An efficient compression algorithm for short text strings [closed]

Asked 16/7, 2009 at 15:15 Answered 7/8, 2011 at 10:33

153

I'm searching for an algorithm to compress small text strings: 50-1000 bytes (i.e. URLs). Which algorithm works best for this?

Lolanthe answered 16/7, 2009 at 15:15 Comment(11)

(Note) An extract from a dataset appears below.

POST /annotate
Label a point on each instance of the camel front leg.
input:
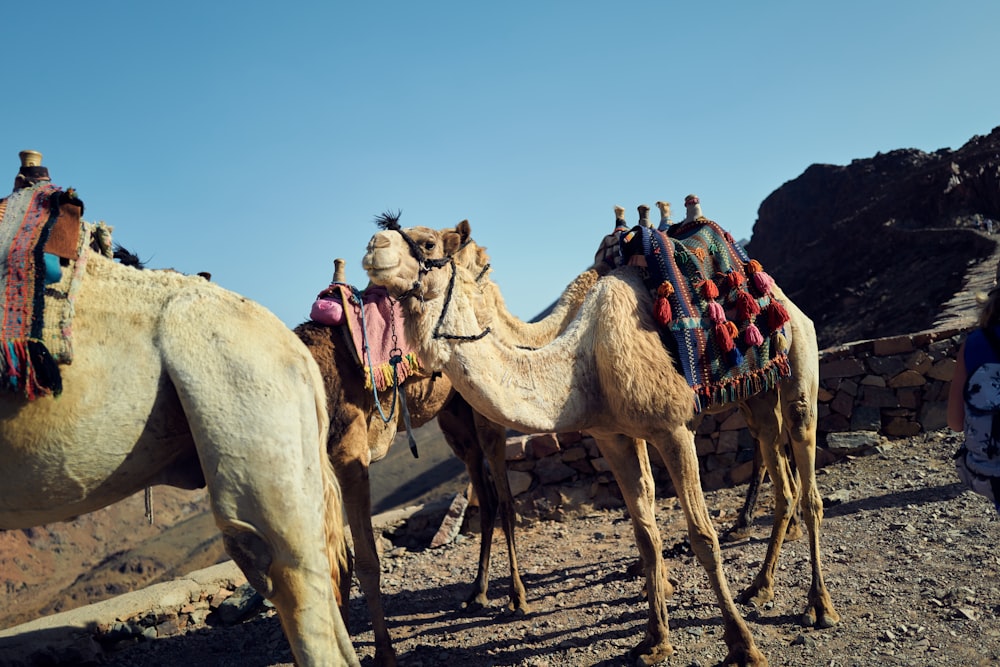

Where do you want to use these compressed strings? – Permanganate 16/7, 2009 at 15:17

Is this going towards tinyurls or something to do with storage space? – Yumuk 16/7, 2009 at 15:21

No, tinyurls is not the anwser here. – Lolanthe 16/7, 2009 at 15:23

Would you care to elaborate basilio? What do you want to get or, what is this compression targeted towards? – Yumuk 16/7, 2009 at 15:33

I'm interested in an algorithm for compressing URLs, best compression ratio is more important then running cost. Not interested in online services like tinyurls or tr.im. I'm looking for an algorithm not a service. Don't think any other info could be useful... – Lolanthe 16/7, 2009 at 15:40

@Gumbo: "Text compression algorithms for short strings" is enough for finding algos, why are you so interested in knowing what they are for? I'm sure the OP will be able to find the one that does what he wants. – Carnauba 16/7, 2009 at 16:51

Is this a duplicate of "Compression of ASCII strings in C"? – Antiperistalsis 29/7, 2010 at 19:40

I have a similar problem to the OP - I am storing application state information in the location hash and would like to compress it to shorten it. – Delaware 27/10, 2010 at 18:41

@Vasily, a small hint: Whenever you're asking a question on SO in the form of, "What is the best XYZ?", your question is almost bound to receive votes for closing because asking for the best might lead to unnecessary product comparisons, or in the worst case, even flame wars. (It usually takes only a very small change to avoid that: If you asked the same question like, "Please suggest a XYZ.", you wouldn't get as many closing votes, even though it's basically the same question!) – Suzetta 16/9, 2011 at 20:17

~50% compression for URLs - see blog.alivate.com.au/packed-url – Expatriate 7/6, 2018 at 23:58

15 years and still no real answer .. nice – Rocco 30/4 at 2:4

Check out Smaz:

Smaz is a simple compression library suitable for compressing very short strings.

Cartan answered 16/7, 2009 at 15:46 Comment(5)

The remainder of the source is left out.